Even in my little world of publishing we had a run in with the Victoria & Albert Museum who wanted us to donate our work to them, assuming we’d be flattered to even be asked! An institution with an endowment in the millions of pounds couldn’t buy 5 books, playing off their reputation to get further donations and monopolise further.
My point here is that the top end of town often puzzles me: who is this for? It’s not good for artists (or at least very, very few artists), it’s not good for morals/justice (how many countries have successfully received ANY of their looted good from the Quai Branly, the British Museum, the Smithsonian?), it can’t be that friendly to people hoping to learn (eg, students, kids, schools) and for viewers the volume and monopoly create this awful viewing experience that robs us of any pleasure, excitement or joy.
I think that who these spaces are really for is the powers that be. Institutions seem to perpetuate themselves, whether that’s specific galleries/museums, or out-dated ownership structures that hoard and hoard and hoard.
Ultimately, it’s very interesting visiting huge places as the person I am. For better or worse, as a white Australian my life is defined by the fact Australia was taken from Indigenous peoples - that’s something that, whether I want to think about it or not, is simply true. And, it’s hard to ignore, at least because it’s talked about plenty (and fairly, IMO). But, in London, as I stand around looking at Cypriot mosaics, I wondered do the British really contend with their colonial legacy?
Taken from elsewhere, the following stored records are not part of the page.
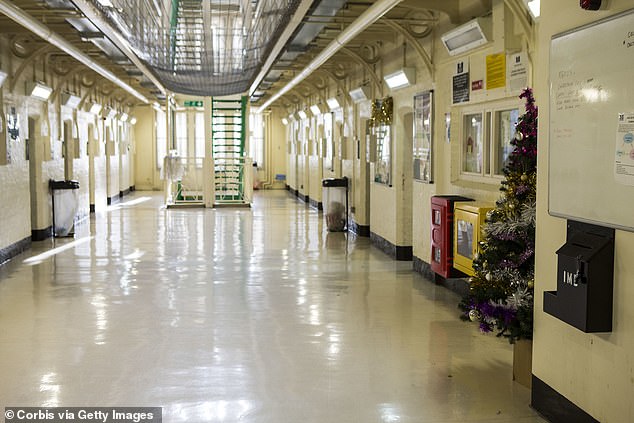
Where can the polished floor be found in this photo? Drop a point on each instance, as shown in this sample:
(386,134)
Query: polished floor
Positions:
(238,315)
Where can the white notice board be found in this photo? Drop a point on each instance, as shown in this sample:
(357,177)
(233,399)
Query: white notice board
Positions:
(591,139)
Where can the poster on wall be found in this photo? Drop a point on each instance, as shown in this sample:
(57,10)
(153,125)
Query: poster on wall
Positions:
(422,152)
(460,83)
(517,71)
(624,157)
(496,71)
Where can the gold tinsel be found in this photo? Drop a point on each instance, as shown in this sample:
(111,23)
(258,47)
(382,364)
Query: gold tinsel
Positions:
(382,111)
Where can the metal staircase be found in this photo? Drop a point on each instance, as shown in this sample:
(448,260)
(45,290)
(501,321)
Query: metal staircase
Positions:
(228,128)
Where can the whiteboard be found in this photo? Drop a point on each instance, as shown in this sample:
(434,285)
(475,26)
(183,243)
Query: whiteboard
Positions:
(591,148)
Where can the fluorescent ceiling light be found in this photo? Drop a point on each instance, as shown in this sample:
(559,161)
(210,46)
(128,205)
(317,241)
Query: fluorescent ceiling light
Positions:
(95,108)
(466,37)
(333,103)
(70,100)
(534,8)
(360,94)
(39,90)
(367,18)
(21,17)
(401,78)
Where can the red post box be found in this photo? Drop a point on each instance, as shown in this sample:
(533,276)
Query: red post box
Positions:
(442,234)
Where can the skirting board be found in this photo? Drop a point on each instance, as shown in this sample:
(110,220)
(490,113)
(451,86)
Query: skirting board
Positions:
(316,205)
(361,230)
(554,406)
(396,252)
(10,251)
(458,285)
(41,234)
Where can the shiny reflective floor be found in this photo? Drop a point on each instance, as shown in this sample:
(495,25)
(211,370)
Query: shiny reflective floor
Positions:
(242,315)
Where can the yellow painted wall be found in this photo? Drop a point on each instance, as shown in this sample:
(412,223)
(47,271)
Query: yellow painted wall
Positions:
(595,371)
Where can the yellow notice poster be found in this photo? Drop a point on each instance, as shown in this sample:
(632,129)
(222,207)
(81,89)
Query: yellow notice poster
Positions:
(496,71)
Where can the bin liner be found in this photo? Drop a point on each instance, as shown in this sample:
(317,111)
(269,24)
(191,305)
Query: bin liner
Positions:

Or in being so far removed, geographically, from the people stolen from, has it becomes far too easy to just ignore it? In a place as austere, gigantic, overwhelming and regal as it is perhaps that’s just the impression visitors are left with?
At the end of the day, I can’t really say - after all, I’m not British and I’m far from a nuanced thinker about these hugely sensitive subjects. But I can’t help but think, wedged in between a thousand people, trying to look at ‘salvaged’ parts of Egyptian architecture - who is this space for, and do I think that is right?